What NOT to Alert On
# DON'T: Generic resource usage
- alert: HighCPU
expr: node_cpu_seconds_total > 0.8 # Bad: no context
# DON'T: Expected behavior
- alert: PodRestart
expr: increase(kube_pod_container_status_restarts_total[1h]) > 0 # Bad: restarts are normal
# DON'T: Things that auto-resolve
- alert: PodPending
expr: kube_pod_status_phase{phase="Pending"} == 1
for: 1m # Bad: too short, scheduler will handle it
Alertmanager Configuration
Route alerts appropriately:
# alertmanager.yaml
global:
resolve_timeout: 5m
route:
receiver: 'default'
group_by: ['alertname', 'severity']
group_wait: 30s
group_interval: 5m
repeat_interval: 4h
routes:
# Critical: page immediately
- match:
severity: critical
receiver: 'pagerduty'
continue: true
# Warning: Slack during work hours
- match:
severity: warning
receiver: 'slack-ops'
active_time_intervals:
- work_hours
# Info: just log
- match:
severity: info
receiver: 'null'
receivers:
- name: 'pagerduty'
pagerduty_configs:
- service_key: '<key>'
severity: '{{ .CommonLabels.severity }}'
- name: 'slack-ops'
slack_configs:
- api_url: '<webhook>'
channel: '#ops-alerts'
title: '{{ .CommonAnnotations.summary }}'
text: '{{ .CommonAnnotations.description }}'
- name: 'null'
time_intervals:
- name: work_hours
time_intervals:
- weekdays: ['monday:friday']
times:
- start_time: '09:00'
end_time: '18:00'
Silencing and Inhibition
Silences for Maintenance
# Create silence during maintenance
amtool silence add alertname=~".+" --duration=2h --comment="Planned maintenance"

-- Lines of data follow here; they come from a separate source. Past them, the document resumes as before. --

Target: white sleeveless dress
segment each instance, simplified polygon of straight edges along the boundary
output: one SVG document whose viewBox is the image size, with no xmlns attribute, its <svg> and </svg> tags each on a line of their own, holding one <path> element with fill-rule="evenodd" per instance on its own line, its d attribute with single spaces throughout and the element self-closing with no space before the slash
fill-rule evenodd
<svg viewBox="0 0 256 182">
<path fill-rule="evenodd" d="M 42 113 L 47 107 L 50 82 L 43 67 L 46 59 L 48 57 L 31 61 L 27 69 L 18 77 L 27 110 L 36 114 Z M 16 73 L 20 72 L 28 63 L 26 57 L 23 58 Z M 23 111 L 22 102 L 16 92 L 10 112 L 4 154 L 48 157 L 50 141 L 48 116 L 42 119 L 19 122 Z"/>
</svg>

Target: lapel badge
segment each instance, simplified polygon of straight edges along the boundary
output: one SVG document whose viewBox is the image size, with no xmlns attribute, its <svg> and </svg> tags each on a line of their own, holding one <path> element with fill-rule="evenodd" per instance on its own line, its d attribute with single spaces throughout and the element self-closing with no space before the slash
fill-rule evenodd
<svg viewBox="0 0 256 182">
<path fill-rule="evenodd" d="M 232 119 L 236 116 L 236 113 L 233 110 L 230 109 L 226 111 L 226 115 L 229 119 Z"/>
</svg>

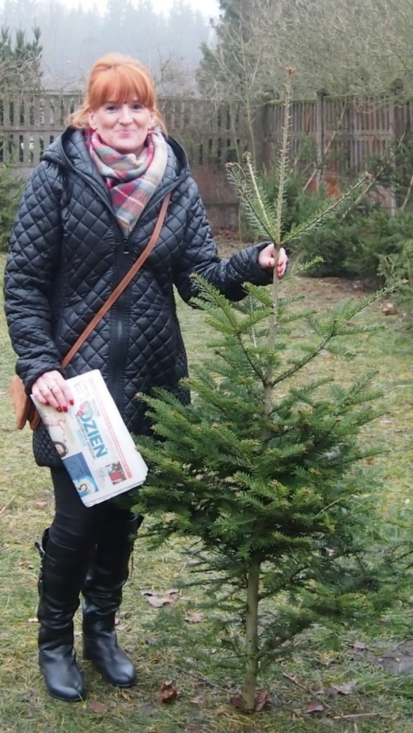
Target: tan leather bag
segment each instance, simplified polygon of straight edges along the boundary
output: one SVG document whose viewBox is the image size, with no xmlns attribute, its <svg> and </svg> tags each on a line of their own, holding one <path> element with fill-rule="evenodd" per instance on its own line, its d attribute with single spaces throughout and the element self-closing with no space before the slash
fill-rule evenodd
<svg viewBox="0 0 413 733">
<path fill-rule="evenodd" d="M 119 297 L 126 286 L 128 285 L 132 278 L 136 275 L 139 268 L 142 267 L 146 258 L 153 249 L 158 237 L 159 236 L 162 224 L 164 224 L 164 219 L 165 218 L 171 194 L 167 194 L 162 202 L 162 206 L 161 207 L 161 210 L 159 212 L 159 216 L 158 217 L 155 229 L 153 229 L 153 235 L 147 243 L 147 247 L 140 257 L 138 257 L 136 261 L 134 262 L 131 269 L 126 273 L 126 275 L 119 283 L 119 285 L 115 287 L 114 290 L 109 295 L 107 301 L 106 301 L 103 306 L 101 306 L 99 309 L 98 313 L 90 321 L 90 323 L 87 325 L 83 333 L 79 336 L 76 343 L 72 346 L 69 353 L 66 354 L 62 362 L 62 366 L 63 367 L 67 366 L 69 361 L 74 356 L 78 349 L 80 348 L 84 341 L 87 339 L 89 334 L 91 334 L 93 329 L 96 328 L 98 323 L 104 316 L 106 311 L 108 311 L 109 308 L 113 306 L 117 298 Z M 40 421 L 40 416 L 30 397 L 26 394 L 24 385 L 18 375 L 15 375 L 10 382 L 9 386 L 9 394 L 13 403 L 16 427 L 18 427 L 19 430 L 21 430 L 26 425 L 26 423 L 28 422 L 31 429 L 32 430 L 35 430 Z"/>
<path fill-rule="evenodd" d="M 13 403 L 16 427 L 21 430 L 28 422 L 32 430 L 35 430 L 40 421 L 40 416 L 29 395 L 24 391 L 24 385 L 18 375 L 15 375 L 9 393 Z"/>
</svg>

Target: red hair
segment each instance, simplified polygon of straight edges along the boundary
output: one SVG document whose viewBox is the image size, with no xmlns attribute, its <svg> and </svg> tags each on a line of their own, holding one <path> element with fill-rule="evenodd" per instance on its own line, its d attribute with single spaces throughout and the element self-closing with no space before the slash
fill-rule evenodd
<svg viewBox="0 0 413 733">
<path fill-rule="evenodd" d="M 87 127 L 90 110 L 95 111 L 106 102 L 129 101 L 138 101 L 147 107 L 153 114 L 156 123 L 164 127 L 149 70 L 132 56 L 108 54 L 92 67 L 83 104 L 70 115 L 68 122 L 77 128 Z"/>
</svg>

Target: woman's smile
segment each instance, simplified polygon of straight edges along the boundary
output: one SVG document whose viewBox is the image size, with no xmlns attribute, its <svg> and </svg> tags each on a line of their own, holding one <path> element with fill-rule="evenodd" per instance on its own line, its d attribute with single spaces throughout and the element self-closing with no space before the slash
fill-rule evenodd
<svg viewBox="0 0 413 733">
<path fill-rule="evenodd" d="M 130 102 L 109 101 L 96 110 L 90 110 L 89 124 L 109 147 L 123 155 L 142 152 L 147 133 L 153 126 L 153 114 L 136 100 Z"/>
</svg>

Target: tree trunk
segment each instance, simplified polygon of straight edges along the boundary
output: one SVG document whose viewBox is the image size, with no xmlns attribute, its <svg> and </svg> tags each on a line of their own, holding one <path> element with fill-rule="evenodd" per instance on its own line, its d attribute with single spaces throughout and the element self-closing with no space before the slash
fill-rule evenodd
<svg viewBox="0 0 413 733">
<path fill-rule="evenodd" d="M 241 699 L 244 710 L 253 710 L 257 694 L 258 676 L 258 591 L 260 564 L 249 568 L 246 586 L 246 616 L 245 619 L 245 676 Z"/>
</svg>

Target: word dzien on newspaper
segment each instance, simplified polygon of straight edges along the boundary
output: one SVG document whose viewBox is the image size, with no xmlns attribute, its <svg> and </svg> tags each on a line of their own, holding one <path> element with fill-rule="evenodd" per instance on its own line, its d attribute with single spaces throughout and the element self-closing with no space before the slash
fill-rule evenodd
<svg viewBox="0 0 413 733">
<path fill-rule="evenodd" d="M 67 413 L 32 399 L 83 503 L 92 507 L 142 484 L 147 467 L 99 370 L 67 384 L 74 405 Z"/>
</svg>

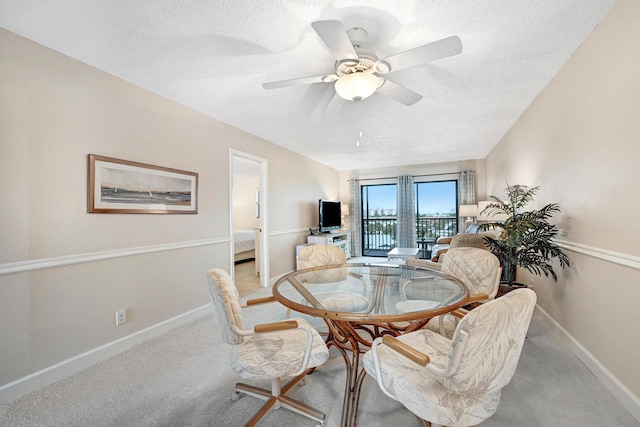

# Silence specific service
amtool silence add service="api" --duration=1h --comment="Deploying v2.3.0"
Inhibition Rules
When one alert implies another, suppress the noise:
inhibit_rules:
# If cluster is down, don't alert on individual services
- source_match:
alertname: 'ClusterDown'
target_match_re:
alertname: '.+'
equal: ['cluster']
# If node is down, don't alert on pods on that node
- source_match:
alertname: 'NodeDown'
target_match_re:
alertname: 'Pod.+'
equal: ['node']
Grafana Integration
Visualize alert state in dashboards:
# Prometheus datasource query
ALERTS{alertstate="firing"}
Create an alerts overview panel showing:
- Currently firing alerts
- Recent alert history
- Alert trends over time
Link from alerts to relevant dashboards:
annotations:
dashboard_url: https://grafana/d/abc123?var-service={{ $labels.service }}
On-Call Best Practices
Rotation Structure
Primary → First responder, handles all pages
Secondary → Backup if primary doesn't respond in 10 min
Escalation → Management, for major incidents
Response Time SLAs
| Severity | Acknowledge | Start Work |
|---|---|---|
| Critical | 5 minutes | 15 minutes |
| Warning | 4 hours | 8 hours |
| Info | Next standup | When convenient |
Post-Incident Review
Every critical alert should trigger a review:
- Was the alert necessary?
- Did it provide enough context?
- Was the runbook helpful?
- Could this be prevented?
If the same alert fires repeatedly without action, fix or delete it.
My Alerting Setup
# Core SLO alerts only
groups:
- name: slo
rules:
# Availability: error rate
- alert: HighErrorRate
expr: error_rate > 0.01
for: 5m
severity: critical
# Latency: P99
- alert: HighLatency
expr: p99_latency > 2
for: 10m
severity: warning
# Capacity: predictive
- alert: DiskFillingUp
expr: disk_will_fill_24h
severity: warning
# Security: cert expiry
- alert: CertExpiring
expr: cert_expires_7d
severity: warning
# That's it. ~10 alert rules total.
Key decisions:
- SLO-based — Alerts tied to user impact
- Minimal rules — Each rule earns its place
- Clear severity — Critical means wake up, warning means work hours
- Every alert has a runbook — No guessing at 3 AM
Reducing Alert Fatigue
Steps to clean up:
- Audit current alerts — How many fired last month? How many were actionable?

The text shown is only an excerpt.